Des manifestants bloquent une voie ferrée à Moncton

Vendredi après-midi, des drapeaux acadien, micmac et de la première nation Wet’suwet’en flottaient dans le ciel de février, au beau milieu du chemin de fer situé au coin du chemin Caledonia et de l’avenue MacNaughton.

Ils étaient une dizaine, venus rejoindre le mouvement de solidarité à la nation Wet’suwet’en, qui paralyse le réseau ferroviaire canadien depuis plus de deux semaines.

Les manifestants se joignent au mouvement de solidarité à la nation Wet’suwet’en, qui paralyse le réseau ferroviaire canadien depuis plus de deux semaines. – Acadie Nouvelle: Simon Delattre

«Pas de pipeline sur des terres non cédées», «Protégeons notre mère la terre», «L’eau c’est la vie», «Je veux qu’on me rende ma terre», tels étaient les slogans inscrits sur les pancartes installées pendant quelques heures.

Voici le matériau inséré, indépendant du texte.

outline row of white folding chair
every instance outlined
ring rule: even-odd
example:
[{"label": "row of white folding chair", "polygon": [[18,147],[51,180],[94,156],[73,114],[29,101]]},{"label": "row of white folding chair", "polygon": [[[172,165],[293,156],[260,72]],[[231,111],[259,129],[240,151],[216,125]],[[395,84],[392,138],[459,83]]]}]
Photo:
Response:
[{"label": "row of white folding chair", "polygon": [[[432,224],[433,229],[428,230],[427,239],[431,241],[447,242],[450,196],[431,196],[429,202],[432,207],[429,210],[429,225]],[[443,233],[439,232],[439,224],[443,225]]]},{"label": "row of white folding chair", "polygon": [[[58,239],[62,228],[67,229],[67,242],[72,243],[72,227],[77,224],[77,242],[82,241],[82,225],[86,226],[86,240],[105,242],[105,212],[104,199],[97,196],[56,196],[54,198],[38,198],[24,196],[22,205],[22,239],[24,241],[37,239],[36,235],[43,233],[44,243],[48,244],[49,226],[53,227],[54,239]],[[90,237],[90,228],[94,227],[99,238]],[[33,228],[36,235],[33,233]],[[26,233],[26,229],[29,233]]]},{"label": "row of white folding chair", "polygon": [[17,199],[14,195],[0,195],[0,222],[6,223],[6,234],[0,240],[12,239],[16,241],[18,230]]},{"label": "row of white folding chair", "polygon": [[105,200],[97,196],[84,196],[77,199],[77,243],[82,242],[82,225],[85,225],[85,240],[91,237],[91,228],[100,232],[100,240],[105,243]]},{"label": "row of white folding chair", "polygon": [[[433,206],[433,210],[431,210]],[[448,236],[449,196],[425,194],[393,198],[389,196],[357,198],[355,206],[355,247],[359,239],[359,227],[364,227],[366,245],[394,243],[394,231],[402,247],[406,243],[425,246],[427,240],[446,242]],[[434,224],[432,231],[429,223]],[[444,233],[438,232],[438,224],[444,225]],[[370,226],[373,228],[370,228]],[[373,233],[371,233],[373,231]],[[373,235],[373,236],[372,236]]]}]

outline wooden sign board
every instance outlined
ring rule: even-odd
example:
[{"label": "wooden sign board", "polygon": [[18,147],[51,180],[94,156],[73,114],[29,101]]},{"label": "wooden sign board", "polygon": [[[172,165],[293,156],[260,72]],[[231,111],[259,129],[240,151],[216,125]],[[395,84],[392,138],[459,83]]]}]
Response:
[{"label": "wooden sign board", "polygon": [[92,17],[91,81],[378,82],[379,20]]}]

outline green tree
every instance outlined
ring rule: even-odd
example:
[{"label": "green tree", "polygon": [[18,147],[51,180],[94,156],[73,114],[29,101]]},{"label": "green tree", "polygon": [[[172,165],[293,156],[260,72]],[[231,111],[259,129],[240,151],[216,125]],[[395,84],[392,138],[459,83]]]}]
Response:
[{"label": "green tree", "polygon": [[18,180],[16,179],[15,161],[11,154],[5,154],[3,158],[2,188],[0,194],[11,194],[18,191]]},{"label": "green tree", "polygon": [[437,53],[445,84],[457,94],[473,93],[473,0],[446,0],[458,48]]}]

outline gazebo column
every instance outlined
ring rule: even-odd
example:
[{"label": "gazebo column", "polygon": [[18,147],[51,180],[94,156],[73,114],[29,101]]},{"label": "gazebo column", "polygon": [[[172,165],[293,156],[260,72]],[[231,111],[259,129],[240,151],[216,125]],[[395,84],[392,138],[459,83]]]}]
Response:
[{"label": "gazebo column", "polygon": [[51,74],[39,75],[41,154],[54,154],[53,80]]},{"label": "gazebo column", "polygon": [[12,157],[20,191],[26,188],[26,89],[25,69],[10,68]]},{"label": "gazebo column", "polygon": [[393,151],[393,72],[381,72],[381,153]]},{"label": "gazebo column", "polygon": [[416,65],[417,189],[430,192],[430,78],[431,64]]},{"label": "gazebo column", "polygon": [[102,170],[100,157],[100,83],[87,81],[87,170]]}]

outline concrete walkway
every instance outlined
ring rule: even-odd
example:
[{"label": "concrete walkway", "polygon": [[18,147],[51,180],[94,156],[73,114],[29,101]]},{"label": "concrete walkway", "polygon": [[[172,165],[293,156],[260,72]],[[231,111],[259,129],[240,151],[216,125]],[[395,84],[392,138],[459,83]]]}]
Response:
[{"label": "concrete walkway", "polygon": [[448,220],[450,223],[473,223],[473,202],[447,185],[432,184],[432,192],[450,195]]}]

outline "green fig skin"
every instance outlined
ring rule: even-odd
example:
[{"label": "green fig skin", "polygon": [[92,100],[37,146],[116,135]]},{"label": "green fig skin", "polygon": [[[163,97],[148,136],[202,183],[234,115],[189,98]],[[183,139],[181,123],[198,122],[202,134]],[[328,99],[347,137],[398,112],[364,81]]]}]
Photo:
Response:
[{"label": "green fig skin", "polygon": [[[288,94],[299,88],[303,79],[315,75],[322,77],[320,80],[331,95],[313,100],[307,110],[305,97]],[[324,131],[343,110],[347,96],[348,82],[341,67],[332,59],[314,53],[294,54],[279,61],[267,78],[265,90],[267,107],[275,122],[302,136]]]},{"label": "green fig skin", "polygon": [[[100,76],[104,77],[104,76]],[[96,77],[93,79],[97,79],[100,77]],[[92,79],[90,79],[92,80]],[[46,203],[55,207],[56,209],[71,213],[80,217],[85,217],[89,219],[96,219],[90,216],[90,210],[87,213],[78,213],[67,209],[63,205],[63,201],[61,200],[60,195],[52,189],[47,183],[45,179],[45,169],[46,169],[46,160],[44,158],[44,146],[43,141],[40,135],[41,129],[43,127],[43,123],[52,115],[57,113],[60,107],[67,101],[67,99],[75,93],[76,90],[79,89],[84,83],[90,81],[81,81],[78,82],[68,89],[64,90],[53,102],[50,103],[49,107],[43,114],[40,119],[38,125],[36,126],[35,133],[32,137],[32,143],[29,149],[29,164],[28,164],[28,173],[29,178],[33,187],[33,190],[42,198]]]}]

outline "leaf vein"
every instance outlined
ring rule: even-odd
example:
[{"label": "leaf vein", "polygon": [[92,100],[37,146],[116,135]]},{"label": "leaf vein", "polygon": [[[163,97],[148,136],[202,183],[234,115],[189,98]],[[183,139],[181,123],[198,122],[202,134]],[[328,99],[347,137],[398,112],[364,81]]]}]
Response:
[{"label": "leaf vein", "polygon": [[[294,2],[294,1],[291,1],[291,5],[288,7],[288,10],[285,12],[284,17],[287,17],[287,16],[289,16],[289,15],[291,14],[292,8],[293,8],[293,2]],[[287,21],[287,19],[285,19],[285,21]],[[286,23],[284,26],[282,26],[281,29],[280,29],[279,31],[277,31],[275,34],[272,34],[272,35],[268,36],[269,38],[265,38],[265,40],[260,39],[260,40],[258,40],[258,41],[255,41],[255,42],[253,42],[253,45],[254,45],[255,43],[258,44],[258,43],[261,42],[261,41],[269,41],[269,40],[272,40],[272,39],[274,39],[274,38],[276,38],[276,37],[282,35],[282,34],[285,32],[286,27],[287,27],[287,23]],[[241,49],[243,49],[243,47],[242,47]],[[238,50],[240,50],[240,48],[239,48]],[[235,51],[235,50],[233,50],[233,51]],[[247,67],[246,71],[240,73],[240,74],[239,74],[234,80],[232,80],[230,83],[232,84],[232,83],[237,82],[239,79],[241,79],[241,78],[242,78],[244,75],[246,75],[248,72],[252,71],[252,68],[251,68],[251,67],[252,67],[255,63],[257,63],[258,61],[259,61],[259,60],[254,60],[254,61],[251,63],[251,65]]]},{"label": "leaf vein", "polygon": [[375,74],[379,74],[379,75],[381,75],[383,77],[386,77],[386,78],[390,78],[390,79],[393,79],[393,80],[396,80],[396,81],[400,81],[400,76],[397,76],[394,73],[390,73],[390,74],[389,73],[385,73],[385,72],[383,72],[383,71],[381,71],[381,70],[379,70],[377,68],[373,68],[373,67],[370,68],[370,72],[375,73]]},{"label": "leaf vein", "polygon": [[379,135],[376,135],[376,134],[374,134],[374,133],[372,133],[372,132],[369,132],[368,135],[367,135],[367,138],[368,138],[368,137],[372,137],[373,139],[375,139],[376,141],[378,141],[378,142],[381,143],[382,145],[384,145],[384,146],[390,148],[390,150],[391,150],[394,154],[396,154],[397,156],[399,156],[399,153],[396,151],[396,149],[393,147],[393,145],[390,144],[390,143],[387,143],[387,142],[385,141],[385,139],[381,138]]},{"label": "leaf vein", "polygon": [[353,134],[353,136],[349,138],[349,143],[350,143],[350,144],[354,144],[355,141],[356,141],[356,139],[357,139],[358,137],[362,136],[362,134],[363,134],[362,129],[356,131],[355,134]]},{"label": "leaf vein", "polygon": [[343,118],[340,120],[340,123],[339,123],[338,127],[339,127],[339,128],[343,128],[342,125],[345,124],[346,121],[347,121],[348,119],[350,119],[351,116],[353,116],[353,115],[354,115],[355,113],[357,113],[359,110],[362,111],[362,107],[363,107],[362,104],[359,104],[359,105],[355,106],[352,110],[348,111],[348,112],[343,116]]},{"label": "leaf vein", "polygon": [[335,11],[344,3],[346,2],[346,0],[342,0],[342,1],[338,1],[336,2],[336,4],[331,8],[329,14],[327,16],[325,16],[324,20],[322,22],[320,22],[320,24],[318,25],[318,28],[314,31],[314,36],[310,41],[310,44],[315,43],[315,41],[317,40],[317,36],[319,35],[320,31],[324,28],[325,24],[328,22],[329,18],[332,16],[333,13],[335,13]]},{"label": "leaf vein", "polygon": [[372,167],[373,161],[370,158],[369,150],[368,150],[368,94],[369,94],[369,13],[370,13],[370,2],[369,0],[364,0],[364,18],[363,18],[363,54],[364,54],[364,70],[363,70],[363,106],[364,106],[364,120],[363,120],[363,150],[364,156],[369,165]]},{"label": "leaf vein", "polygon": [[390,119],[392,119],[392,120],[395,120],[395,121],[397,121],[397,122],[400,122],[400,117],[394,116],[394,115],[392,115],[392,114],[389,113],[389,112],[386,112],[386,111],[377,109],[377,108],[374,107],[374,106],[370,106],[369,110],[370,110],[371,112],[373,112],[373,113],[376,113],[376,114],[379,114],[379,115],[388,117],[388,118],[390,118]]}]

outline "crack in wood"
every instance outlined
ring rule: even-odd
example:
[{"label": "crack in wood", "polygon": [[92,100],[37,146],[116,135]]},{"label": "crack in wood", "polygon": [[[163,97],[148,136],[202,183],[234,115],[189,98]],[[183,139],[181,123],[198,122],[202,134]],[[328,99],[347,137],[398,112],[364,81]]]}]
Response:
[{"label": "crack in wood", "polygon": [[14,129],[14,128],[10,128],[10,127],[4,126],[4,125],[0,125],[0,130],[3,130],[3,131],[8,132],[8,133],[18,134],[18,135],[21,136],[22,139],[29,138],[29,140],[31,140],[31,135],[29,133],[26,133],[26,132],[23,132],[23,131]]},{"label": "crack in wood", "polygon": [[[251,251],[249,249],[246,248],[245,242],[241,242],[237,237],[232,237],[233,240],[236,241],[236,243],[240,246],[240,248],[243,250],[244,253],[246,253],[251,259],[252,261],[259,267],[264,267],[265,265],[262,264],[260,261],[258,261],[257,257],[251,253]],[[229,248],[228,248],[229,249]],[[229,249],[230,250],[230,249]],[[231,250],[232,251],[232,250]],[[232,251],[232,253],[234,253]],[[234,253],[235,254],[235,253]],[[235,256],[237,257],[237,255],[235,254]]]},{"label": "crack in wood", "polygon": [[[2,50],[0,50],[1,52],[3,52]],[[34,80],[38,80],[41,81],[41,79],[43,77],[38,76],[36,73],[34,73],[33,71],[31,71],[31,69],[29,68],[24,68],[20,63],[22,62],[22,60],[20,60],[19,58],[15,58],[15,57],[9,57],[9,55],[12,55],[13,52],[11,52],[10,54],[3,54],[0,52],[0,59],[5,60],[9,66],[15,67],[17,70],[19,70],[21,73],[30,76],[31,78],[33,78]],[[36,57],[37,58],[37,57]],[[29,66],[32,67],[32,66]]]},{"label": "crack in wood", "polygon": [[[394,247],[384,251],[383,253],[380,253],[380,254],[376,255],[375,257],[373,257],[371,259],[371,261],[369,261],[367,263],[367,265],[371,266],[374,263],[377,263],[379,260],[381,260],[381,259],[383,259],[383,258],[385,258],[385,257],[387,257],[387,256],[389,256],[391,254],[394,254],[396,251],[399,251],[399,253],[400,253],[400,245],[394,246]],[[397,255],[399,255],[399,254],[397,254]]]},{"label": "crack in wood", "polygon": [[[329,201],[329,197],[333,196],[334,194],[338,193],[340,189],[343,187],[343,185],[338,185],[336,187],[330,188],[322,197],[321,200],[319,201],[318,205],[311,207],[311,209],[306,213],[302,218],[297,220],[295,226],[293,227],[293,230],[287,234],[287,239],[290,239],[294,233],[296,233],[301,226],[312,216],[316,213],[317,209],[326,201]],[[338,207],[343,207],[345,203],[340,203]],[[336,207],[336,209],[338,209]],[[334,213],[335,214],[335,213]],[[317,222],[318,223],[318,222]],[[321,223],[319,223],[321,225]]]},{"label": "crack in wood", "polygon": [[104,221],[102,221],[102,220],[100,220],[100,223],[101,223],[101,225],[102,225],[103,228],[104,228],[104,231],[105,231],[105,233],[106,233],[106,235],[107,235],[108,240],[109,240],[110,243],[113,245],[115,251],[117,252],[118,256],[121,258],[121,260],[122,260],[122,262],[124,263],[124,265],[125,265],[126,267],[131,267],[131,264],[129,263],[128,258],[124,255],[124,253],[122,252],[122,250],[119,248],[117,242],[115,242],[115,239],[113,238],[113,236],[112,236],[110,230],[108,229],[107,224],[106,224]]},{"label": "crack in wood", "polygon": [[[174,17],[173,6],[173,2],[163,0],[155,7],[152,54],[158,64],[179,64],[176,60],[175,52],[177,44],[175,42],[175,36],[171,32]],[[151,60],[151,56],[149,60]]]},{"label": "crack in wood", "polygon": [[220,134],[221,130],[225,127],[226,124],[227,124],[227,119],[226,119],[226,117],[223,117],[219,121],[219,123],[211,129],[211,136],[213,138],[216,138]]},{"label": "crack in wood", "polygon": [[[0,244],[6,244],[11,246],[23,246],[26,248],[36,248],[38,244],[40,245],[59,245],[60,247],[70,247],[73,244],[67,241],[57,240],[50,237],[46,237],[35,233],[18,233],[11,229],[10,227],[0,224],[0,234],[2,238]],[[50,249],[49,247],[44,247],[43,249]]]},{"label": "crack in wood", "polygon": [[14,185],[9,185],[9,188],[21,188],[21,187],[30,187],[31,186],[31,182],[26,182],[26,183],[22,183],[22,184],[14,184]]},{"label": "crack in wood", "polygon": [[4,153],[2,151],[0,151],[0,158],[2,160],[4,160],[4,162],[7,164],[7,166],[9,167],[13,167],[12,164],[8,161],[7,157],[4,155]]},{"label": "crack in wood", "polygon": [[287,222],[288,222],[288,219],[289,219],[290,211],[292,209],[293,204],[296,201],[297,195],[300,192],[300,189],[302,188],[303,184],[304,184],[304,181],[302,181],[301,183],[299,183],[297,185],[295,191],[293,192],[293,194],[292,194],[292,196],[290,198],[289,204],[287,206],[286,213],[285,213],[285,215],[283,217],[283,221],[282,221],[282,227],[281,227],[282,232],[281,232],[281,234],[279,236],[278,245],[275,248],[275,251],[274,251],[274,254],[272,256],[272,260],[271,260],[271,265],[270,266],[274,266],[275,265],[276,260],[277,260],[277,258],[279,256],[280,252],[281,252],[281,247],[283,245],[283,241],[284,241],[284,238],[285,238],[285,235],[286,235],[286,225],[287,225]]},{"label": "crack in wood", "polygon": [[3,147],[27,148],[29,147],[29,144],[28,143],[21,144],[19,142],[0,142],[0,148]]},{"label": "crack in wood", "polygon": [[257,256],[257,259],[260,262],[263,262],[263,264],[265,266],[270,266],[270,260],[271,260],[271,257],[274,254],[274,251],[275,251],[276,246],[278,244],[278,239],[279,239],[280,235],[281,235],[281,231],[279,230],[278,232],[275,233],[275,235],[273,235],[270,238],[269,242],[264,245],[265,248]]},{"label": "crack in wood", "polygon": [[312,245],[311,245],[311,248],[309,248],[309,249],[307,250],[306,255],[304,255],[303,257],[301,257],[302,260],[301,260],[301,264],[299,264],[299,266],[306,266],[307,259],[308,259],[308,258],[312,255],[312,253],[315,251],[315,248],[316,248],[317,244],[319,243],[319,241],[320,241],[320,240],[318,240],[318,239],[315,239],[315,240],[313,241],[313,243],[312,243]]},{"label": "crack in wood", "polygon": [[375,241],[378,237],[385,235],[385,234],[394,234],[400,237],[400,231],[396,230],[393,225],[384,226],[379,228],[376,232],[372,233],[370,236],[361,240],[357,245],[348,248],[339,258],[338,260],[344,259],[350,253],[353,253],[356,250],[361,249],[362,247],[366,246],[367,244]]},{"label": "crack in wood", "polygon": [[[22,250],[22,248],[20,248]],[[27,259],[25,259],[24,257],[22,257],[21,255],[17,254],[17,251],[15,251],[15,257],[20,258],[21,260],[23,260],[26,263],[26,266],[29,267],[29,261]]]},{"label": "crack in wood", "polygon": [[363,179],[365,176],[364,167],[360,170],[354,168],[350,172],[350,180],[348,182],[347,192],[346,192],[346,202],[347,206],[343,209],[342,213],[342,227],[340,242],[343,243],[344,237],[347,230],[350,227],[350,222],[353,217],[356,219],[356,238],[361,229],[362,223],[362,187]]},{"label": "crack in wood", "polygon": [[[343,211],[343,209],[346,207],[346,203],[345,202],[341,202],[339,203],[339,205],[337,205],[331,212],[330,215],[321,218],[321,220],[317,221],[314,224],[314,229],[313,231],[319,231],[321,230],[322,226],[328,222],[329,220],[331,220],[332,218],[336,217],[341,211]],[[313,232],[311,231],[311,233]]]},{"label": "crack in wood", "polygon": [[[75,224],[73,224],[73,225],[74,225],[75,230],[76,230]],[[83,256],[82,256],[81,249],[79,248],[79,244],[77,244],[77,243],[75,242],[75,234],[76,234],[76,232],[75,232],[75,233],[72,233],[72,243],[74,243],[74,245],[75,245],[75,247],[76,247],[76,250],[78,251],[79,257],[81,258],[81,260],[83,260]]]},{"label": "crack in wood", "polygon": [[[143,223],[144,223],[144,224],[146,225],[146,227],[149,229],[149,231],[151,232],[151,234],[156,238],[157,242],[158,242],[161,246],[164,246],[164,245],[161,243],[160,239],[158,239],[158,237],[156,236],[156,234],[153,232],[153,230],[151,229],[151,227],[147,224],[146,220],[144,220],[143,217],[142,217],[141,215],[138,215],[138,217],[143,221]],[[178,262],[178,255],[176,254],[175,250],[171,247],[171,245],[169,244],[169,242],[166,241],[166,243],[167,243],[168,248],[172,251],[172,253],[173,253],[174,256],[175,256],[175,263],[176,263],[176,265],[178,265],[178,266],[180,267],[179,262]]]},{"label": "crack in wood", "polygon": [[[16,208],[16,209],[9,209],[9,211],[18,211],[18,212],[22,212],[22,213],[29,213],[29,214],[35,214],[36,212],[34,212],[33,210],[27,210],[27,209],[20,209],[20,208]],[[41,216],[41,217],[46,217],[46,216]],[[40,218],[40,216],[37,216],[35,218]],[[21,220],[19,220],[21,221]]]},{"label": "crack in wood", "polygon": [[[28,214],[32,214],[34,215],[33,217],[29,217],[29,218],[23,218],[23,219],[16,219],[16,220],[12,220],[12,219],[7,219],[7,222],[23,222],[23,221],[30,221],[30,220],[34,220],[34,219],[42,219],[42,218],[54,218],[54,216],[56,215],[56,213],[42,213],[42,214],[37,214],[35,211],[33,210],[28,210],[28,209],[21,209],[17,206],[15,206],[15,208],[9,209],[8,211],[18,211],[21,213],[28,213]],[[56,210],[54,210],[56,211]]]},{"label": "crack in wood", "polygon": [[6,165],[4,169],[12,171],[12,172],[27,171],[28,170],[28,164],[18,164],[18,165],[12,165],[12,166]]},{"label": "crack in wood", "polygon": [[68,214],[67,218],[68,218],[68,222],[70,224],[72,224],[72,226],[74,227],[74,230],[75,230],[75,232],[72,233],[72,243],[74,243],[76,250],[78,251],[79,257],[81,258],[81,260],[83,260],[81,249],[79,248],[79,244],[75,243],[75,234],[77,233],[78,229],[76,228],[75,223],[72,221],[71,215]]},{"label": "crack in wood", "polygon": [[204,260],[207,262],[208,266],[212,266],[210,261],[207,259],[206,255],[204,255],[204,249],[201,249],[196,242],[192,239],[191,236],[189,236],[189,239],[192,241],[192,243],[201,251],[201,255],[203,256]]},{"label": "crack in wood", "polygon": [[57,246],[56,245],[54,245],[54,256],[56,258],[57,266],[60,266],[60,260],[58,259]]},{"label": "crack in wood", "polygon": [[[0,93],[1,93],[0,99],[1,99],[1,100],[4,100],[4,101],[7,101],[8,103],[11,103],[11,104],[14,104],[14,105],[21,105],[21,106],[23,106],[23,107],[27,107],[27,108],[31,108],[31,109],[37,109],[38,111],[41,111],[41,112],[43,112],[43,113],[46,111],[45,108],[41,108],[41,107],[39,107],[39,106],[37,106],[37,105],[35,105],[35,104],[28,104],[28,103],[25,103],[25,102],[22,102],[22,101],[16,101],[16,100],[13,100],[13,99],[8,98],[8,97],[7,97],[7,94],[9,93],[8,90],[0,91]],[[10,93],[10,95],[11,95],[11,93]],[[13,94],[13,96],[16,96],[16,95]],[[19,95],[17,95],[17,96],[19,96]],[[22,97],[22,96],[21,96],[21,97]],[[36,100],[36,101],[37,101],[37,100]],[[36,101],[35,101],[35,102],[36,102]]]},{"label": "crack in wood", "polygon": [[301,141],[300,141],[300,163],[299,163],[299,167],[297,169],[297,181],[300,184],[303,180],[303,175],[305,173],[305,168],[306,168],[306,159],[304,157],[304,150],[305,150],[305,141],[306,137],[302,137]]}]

L’une des organisatrices, Melissa Hébert, dit avoir été rejointe par des résidents d’Elsipogtog, de Moncton et de l’Île-du-Prince-Édouard.

Leurs revendications incluent une révision du processus de consultations lors de projets énergétiques. «Nous sommes ici en soutien à la nation Wet’suwet’en. Nous nous tenons debout pour faire respecter les traités, car les traités non protègent tous.»

Elle ajoute que son groupe a ciblé Moncton car la ville représente un point névralgique pour le transport de marchandises dans les Maritimes.

«Moi je suis venue pour supporter la planète, je ne suis pas ici pour moi, je suis ici pour mes petits-enfants», a souligné une autre manifestante, chaudement emmitouflée, un drapeau acadien entre les mains.

Les participants se sont d’abord dits déterminés à maintenir le campement pendant trois jours. Ils avaient prévu le nécessaire en apportant avec eux de la nourriture, de l’eau et du bois pour alimenter leur feu de camp.

Peu après leur arrivée, le service de police du CN les a informés que le blocage d’une voie ferrée est illégal. Aux alentours de 16h, un shérif accompagné d’agents de la GRC a présenté au groupe une injonction de la cour leur demandant de quitter l’endroit.

Les manifestants se sont finalement exécutés et ont évacué vers 17h.

Leur action se veut un geste de soutien à des membres de la nation Wet’suwet’en qui s’opposent au projet de gazoduc en construction entre Dawson Creek et Kitimat, en Colombie-Britannique.

Ce projet doit permettre de transporter, en vue de son exportation vers l’Asie, du gaz naturel qui serait liquéfié dans une usine située sur la côte Pacifique.

Les chefs héréditaires affirment qu’ils sont les seuls à pouvoir consentir à un gazoduc qui traverse leur territoire ancestral, qui n’a jamais été cédé par traité. De leur côté, 20 conseils de bande, dont 5 conseils de bande Wet’suwet’en ont approuvé le projet et le tracé.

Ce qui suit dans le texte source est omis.